# Good Morning from Durham Region Ontario



## Goldxxx (Mar 20, 2022)

Good Morning, New Member here. Not really new to the metalworking hobby. I got into it as a way to try and repair some old air rifles and maybe try to earn a bit of side cash making parts. This allows me to justify to my  Wife the cost of my hobby. 
Starting out with a small manual Sherline lathe and milling machine. Graduated to to a Myford ML7 lathe for a while. (I regret selling the Myford)  Now I have a 13 inch South Bend lathe that needs a bit of work. An Atlas horizontal mill. And a South Bend 7 inch shaper. I have been fortunate to adopt these machines for a while.
 The 13 inch South Bend lathe is a bit of overkill but it was one of those buy it now situations. I made the mistake of selling the Myford to make room for the South Bend. Not something I would do again. The Myford was a beautiful lathe but it had size limitations. I should have made room or dismantled it and carried it to the basement workshop. I don’t have a heated garage so I’m not as motivated to work in the winter. I want to open up the headstock of the South Bend and replace the oiling felts. 
The Atlas mill was a good purchase. I thought at the time I over payed for it. It came with almost every factory accessory except for a 1inch arbour. Now that I see the cost of the vintage stuff going through the roof I’m glad I didn’t haggle on the price. 
 The South Bend 7 inch Shaper is a gem. I traded it for a Drummond hand shaper.  It works. It has a few  minor issues. The main thing is that it has its original vice. I understand that this is important with the smaller bench top mills and shapers. I am still learning how to run it safely. It’s wonderful to watch while it does it’s thing. It puts a whole new angle on how parts can be made. And it’s forgiving because it’s slow. 
 I guess I am a bit of a tool hog. Always on the hunt for tooling. I try to upgrade my machines when I can. I like the hunt.  I’m looking down the road in about 10 years or so when I officially retire.

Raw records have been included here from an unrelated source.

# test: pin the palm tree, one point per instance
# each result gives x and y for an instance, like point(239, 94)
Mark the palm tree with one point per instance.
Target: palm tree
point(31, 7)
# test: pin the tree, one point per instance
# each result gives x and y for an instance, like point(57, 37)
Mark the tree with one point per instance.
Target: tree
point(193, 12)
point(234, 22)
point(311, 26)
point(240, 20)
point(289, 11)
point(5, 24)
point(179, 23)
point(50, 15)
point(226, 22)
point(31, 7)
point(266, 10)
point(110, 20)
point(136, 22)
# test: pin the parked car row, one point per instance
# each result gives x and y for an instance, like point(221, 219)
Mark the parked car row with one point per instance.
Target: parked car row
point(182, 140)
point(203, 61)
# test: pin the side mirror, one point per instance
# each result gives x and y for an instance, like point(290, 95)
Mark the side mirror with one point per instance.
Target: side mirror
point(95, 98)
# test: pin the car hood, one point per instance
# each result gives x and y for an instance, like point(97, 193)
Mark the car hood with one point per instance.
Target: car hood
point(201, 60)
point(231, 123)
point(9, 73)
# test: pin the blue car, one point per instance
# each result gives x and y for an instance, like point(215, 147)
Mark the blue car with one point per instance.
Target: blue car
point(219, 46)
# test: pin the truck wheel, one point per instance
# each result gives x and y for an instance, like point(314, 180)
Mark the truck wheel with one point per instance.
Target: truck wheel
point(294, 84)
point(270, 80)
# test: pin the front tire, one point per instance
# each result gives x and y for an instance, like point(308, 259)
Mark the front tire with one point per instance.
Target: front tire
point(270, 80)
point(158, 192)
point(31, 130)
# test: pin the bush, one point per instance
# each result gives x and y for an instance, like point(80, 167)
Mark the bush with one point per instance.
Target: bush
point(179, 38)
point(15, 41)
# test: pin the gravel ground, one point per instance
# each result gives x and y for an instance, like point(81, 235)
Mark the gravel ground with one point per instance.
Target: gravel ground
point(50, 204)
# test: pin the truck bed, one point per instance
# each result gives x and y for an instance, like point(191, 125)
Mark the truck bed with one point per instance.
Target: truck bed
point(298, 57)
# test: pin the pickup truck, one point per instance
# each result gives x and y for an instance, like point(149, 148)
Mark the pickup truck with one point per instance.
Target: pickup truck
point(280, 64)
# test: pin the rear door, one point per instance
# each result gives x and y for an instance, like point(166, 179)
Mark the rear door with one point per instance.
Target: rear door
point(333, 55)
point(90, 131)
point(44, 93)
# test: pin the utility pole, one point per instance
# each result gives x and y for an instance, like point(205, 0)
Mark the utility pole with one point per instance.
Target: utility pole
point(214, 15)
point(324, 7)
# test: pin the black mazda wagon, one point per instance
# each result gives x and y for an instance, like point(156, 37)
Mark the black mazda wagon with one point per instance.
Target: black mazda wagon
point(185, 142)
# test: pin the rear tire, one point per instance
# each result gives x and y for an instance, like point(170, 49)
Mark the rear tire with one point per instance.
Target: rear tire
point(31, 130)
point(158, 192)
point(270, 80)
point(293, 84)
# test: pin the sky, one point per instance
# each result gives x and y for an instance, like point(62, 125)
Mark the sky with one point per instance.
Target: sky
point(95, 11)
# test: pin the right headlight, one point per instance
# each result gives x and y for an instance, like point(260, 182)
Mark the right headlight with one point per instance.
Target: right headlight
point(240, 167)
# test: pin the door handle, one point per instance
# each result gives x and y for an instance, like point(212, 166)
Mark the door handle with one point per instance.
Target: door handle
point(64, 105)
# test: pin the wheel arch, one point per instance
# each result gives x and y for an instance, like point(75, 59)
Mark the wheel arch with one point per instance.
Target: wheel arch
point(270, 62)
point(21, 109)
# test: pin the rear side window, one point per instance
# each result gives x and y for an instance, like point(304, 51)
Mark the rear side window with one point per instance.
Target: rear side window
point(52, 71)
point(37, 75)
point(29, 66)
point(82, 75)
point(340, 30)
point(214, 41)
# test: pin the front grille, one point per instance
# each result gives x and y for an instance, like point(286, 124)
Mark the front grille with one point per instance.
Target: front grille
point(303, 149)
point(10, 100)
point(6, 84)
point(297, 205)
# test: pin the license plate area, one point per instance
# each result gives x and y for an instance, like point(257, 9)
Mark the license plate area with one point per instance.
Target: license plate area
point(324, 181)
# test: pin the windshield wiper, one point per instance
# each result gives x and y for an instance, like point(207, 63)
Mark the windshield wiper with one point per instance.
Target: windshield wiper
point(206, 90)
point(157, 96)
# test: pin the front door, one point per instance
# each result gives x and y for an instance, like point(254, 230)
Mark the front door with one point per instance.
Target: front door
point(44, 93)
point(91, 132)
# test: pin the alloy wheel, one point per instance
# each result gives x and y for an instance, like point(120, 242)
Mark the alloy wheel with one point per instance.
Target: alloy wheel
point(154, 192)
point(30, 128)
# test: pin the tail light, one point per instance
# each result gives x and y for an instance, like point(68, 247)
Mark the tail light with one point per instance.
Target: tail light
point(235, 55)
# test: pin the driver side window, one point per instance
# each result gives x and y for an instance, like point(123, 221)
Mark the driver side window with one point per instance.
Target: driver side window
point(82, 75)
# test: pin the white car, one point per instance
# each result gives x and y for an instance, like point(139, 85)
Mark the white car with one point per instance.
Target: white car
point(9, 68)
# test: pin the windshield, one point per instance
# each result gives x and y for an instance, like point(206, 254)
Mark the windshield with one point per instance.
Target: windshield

This way I should have most of my big purchases taken care of. 
 I’d like to focus my machining skills on some dedicated projects or machines.  I can make parts and pieces for an existing machine if called upon but I’d like to see if I can start making something from scratch. Hopefully I’ve come to the right place. Robert


----------



## Chip Maker (Mar 20, 2022)

Welcome from Peterborough Ont.!


----------



## crittermutt (Mar 20, 2022)

Welcome from Sherwood park, Ab.


----------



## CalgaryPT (Mar 20, 2022)

Welcome from Calgary.


----------



## YYCHM (Mar 20, 2022)

Another welcome from Calgary.


----------



## whydontu (Mar 20, 2022)

Welcome from Vancouver


----------



## trlvn (Mar 20, 2022)

Welcome from Oakville.  I know very little about horizontal mills.  Would you consider posting some pictures of yours and the various accessories?

Craig


----------



## 6.5 Fan (Mar 22, 2022)

Welcome from SK.


----------



## Susquatch (Mar 22, 2022)

Welcome from farmland south of Chatham Ontario


----------



## Canadium (Mar 22, 2022)

Hello from a fellow "tool hunter" in Hamilton!


----------



## Aarknoid (Mar 22, 2022)

Hello from Burlington


----------



## Susquatch (Mar 22, 2022)

Goldxxx said:


> Good Morning, New Member here.



Where is Durham Region? Just south of Owen Sound?


----------